4 Статья эта напечатана в "Вестнике Европы" за 1874 год, в апрельской книге; в августе того же года появилась статья Куланжа (Revue des deux mondes), где повторяются те же положения.
5 У нас смеялись над производством названия козак от козы, но корень один в обоих словах и означает бегуна.
Слово "багавды" имеет то же самое значение бегуна: кельтич.-bog, санскрит.-bhag. наше - бегать.

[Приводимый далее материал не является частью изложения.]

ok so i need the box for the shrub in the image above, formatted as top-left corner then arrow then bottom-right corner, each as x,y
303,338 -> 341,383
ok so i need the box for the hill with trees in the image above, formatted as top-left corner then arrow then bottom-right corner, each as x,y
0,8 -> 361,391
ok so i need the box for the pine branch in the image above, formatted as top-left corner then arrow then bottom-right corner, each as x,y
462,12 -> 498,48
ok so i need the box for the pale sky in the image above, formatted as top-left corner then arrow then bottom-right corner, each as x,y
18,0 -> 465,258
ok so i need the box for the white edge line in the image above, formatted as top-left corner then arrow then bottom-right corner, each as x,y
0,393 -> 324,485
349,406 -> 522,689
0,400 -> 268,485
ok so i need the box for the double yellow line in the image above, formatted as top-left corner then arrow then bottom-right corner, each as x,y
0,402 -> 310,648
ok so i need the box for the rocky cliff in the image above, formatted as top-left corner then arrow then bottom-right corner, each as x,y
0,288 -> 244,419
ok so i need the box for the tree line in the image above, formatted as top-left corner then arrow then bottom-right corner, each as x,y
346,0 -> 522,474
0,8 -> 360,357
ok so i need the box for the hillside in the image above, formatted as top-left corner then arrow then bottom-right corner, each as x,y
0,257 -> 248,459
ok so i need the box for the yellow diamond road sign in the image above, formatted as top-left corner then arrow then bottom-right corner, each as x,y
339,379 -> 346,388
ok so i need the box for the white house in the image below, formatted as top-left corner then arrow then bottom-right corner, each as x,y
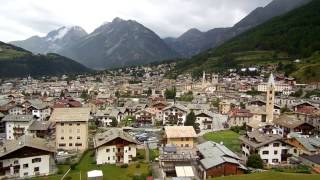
162,104 -> 188,125
239,130 -> 292,165
93,129 -> 138,164
3,115 -> 35,140
8,105 -> 24,115
0,135 -> 55,179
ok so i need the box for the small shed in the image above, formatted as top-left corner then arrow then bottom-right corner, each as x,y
87,170 -> 103,180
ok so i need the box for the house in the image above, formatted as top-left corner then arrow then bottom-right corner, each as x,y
26,100 -> 51,120
0,135 -> 55,178
195,110 -> 214,130
94,107 -> 125,126
227,108 -> 253,127
3,115 -> 35,140
273,114 -> 315,138
28,121 -> 54,139
164,126 -> 197,149
49,108 -> 90,151
219,100 -> 232,114
7,104 -> 25,115
197,141 -> 246,179
93,129 -> 138,164
239,130 -> 292,165
162,104 -> 188,125
286,133 -> 320,156
135,108 -> 157,125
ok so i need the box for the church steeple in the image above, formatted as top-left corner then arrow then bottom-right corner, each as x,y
266,73 -> 275,123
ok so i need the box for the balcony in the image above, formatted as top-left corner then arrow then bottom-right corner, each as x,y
116,152 -> 124,157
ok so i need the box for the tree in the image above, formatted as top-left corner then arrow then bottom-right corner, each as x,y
247,154 -> 263,169
164,87 -> 176,99
185,111 -> 199,132
80,90 -> 89,100
123,116 -> 136,126
211,98 -> 220,108
110,117 -> 118,127
147,88 -> 152,96
60,91 -> 65,98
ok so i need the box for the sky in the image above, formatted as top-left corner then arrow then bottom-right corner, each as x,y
0,0 -> 272,42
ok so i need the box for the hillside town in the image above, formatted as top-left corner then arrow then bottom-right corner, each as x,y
0,64 -> 319,180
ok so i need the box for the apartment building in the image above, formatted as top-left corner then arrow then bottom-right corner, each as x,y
49,108 -> 90,151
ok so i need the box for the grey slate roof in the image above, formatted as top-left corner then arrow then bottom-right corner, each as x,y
289,133 -> 320,152
197,141 -> 245,170
2,114 -> 35,122
28,121 -> 53,131
93,128 -> 138,148
28,99 -> 48,110
0,135 -> 55,158
239,130 -> 283,149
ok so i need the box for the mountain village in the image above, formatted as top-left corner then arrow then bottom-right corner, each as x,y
0,63 -> 319,179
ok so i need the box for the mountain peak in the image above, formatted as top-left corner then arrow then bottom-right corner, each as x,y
112,17 -> 125,23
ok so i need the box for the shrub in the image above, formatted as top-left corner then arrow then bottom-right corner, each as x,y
247,154 -> 263,169
120,164 -> 128,168
136,164 -> 141,168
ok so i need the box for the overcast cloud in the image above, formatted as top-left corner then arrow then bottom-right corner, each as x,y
0,0 -> 272,42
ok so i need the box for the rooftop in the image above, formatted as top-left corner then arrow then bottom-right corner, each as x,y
165,126 -> 197,138
49,108 -> 91,122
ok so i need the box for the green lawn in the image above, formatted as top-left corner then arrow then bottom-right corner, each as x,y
203,130 -> 241,153
210,171 -> 320,180
32,151 -> 150,180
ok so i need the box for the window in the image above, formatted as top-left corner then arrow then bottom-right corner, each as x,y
59,143 -> 66,147
14,160 -> 18,164
262,151 -> 269,155
129,147 -> 131,151
61,123 -> 64,126
294,149 -> 297,153
24,172 -> 28,176
77,123 -> 80,126
273,143 -> 280,147
14,169 -> 19,174
113,148 -> 115,152
108,157 -> 110,160
69,123 -> 72,126
181,144 -> 183,147
69,143 -> 73,146
181,138 -> 184,141
272,159 -> 279,163
113,156 -> 115,160
32,158 -> 41,163
75,143 -> 82,146
34,167 -> 39,172
61,136 -> 64,140
185,144 -> 189,147
77,136 -> 80,139
23,164 -> 28,168
186,138 -> 189,141
106,149 -> 110,152
69,136 -> 72,140
274,150 -> 278,155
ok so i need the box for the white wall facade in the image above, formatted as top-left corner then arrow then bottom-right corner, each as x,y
96,144 -> 136,165
1,155 -> 50,178
5,121 -> 32,140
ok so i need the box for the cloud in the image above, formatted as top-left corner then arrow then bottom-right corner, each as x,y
0,0 -> 272,42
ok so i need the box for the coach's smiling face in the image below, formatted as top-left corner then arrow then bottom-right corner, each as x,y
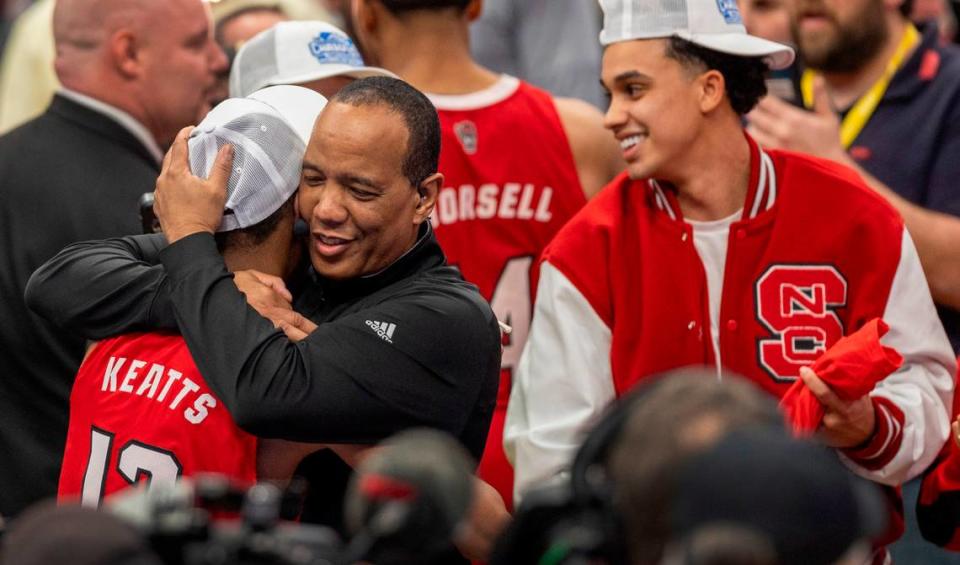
297,100 -> 440,280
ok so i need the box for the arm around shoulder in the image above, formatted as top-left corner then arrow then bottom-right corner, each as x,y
172,259 -> 502,448
25,233 -> 174,339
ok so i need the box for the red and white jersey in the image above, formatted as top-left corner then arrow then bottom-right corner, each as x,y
505,133 -> 956,506
59,332 -> 257,506
428,75 -> 587,509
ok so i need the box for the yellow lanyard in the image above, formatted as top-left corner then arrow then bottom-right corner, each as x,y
801,24 -> 920,148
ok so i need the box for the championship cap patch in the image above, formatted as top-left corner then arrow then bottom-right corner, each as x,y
715,0 -> 742,25
454,121 -> 478,155
230,22 -> 396,98
309,32 -> 364,67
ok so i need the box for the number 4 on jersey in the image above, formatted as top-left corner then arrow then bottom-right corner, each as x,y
490,256 -> 534,373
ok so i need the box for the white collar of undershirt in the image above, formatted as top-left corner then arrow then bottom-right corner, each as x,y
58,88 -> 164,165
686,209 -> 743,232
426,75 -> 521,111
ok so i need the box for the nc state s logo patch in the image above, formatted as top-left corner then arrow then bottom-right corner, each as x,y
755,265 -> 848,382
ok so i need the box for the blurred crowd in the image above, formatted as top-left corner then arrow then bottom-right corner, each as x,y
0,0 -> 959,564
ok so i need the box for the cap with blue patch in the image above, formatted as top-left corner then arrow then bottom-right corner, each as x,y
229,21 -> 397,98
599,0 -> 795,70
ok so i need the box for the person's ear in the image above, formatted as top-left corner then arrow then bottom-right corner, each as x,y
353,0 -> 378,35
109,29 -> 141,78
293,191 -> 310,236
414,173 -> 442,225
351,0 -> 382,61
466,0 -> 483,22
698,69 -> 726,114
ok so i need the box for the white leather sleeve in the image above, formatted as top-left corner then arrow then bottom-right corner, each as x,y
840,229 -> 956,485
503,261 -> 616,503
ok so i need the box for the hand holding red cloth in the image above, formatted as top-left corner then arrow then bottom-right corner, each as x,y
780,319 -> 903,437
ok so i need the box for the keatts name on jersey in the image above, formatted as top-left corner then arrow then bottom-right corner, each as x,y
99,356 -> 218,425
431,182 -> 554,226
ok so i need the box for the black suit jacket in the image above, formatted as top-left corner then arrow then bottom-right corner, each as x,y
0,94 -> 160,517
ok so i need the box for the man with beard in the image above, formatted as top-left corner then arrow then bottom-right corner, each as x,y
746,0 -> 960,351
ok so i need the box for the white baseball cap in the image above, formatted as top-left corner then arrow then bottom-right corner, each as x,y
188,85 -> 327,232
599,0 -> 795,70
229,21 -> 397,98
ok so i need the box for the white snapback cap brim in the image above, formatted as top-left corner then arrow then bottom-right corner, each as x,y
264,64 -> 398,91
677,31 -> 796,70
599,0 -> 796,71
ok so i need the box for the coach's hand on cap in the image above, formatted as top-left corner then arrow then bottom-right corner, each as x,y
799,366 -> 877,448
155,126 -> 234,244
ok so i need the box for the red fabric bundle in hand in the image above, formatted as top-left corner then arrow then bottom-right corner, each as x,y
780,318 -> 903,437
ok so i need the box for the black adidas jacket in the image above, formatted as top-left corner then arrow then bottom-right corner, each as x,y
25,225 -> 500,460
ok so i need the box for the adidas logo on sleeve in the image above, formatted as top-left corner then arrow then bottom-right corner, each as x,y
365,320 -> 397,343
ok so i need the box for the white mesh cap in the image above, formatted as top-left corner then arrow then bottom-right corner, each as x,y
229,20 -> 397,98
188,85 -> 327,232
599,0 -> 795,70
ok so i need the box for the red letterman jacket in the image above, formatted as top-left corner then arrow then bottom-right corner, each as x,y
505,134 -> 956,513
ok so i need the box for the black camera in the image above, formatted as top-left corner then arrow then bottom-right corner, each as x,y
108,475 -> 343,565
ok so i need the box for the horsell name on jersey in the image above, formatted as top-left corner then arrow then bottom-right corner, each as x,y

б) Политическое соединение Италии, Галлии и Германии при Каролингах
Почти во всех государствах Европы северные части получают преобладающее значение над южными: относительно всюду более скупая природа Севера сохраняет в человеке большую крепость, энергию, устойчивость, трезвость мысли и чувства - качества, необходимые для успеха в государственном зиждительстве, и отказывает ему в других качествах, которые в южном народонаселении производят большую быстроту и роскошь развития. С другой стороны, в известных странах имеют важное значение те их части, те окраины, которые подвергаются наибольшей опасности от внешних врагов, должны первые принимать на себя их удары; здесь народонаселение крепнет в борьбе, принимает воинственный, предприимчивый характер, способность к защите, переходящую в способность к наступлению.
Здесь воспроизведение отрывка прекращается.